4

I am using camunda community version for one of my workflow project which does kind of orecstartion of microserice flow similar to this, all the features in community versions are enough for my requirement except high availability and auto recovery.

For high availability if I make Database( mySQL) high available as per this guide and two or more instances of spring based camunda manager running behind load balancer would be enough ?

How to recover if camunda accepts the bpnm request and that node failed or crashed after receiving the request ?

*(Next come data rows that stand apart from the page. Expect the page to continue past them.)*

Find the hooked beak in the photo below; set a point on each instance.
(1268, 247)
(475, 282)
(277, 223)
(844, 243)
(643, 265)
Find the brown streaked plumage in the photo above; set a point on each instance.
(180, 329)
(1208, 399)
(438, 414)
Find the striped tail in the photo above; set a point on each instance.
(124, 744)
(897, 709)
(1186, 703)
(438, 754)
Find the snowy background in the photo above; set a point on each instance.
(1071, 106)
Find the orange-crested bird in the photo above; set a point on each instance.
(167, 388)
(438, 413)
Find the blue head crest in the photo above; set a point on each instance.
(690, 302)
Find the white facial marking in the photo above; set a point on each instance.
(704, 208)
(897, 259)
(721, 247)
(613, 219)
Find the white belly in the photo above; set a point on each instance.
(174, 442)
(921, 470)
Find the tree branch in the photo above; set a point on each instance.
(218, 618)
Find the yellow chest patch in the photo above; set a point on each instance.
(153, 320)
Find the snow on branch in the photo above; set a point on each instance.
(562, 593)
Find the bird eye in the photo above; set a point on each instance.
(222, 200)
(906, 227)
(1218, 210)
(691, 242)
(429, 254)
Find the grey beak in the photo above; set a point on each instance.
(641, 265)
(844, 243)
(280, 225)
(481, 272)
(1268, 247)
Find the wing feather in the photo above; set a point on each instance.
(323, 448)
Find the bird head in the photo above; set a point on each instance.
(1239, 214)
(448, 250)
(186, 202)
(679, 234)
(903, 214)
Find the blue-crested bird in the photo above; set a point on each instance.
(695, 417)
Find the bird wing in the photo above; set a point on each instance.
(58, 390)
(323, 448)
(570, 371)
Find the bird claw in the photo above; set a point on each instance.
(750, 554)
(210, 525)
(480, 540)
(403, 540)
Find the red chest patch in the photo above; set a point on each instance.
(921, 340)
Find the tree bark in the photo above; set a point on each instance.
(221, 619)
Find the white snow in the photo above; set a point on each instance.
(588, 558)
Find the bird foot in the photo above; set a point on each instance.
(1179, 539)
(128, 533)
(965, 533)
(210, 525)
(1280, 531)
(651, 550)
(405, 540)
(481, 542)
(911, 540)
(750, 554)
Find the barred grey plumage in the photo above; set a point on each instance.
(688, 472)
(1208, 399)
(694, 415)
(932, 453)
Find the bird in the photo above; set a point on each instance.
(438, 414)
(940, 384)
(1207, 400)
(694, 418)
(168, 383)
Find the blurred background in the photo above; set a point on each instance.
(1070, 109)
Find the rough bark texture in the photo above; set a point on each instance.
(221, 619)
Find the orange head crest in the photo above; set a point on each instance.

in my case each spring based camunda manager gets request and confirm the user with 202(accepted) then camunda will start executing the workflow. So how to auto recover and auto resume that job if node which got the request is crashed?

scoder
  • 2,451
  • 4
  • 30
  • 70

1 Answers1

4

Running multiple instances of the engine (=multiple Spring applications) on top of a highly-available database (make sure it supports read-commited, see https://docs.camunda.org/manual/7.12/introduction/supported-environments/#databases) is definitely sufficient to make Camunda highly available.

In case a node crashes after responding 202 you will fall back to "normal" Java/Spring transaction handling. https://docs.camunda.org/manual/7.12/user-guide/process-engine/transactions-in-processes/#transaction-boundaries should help to clarify this.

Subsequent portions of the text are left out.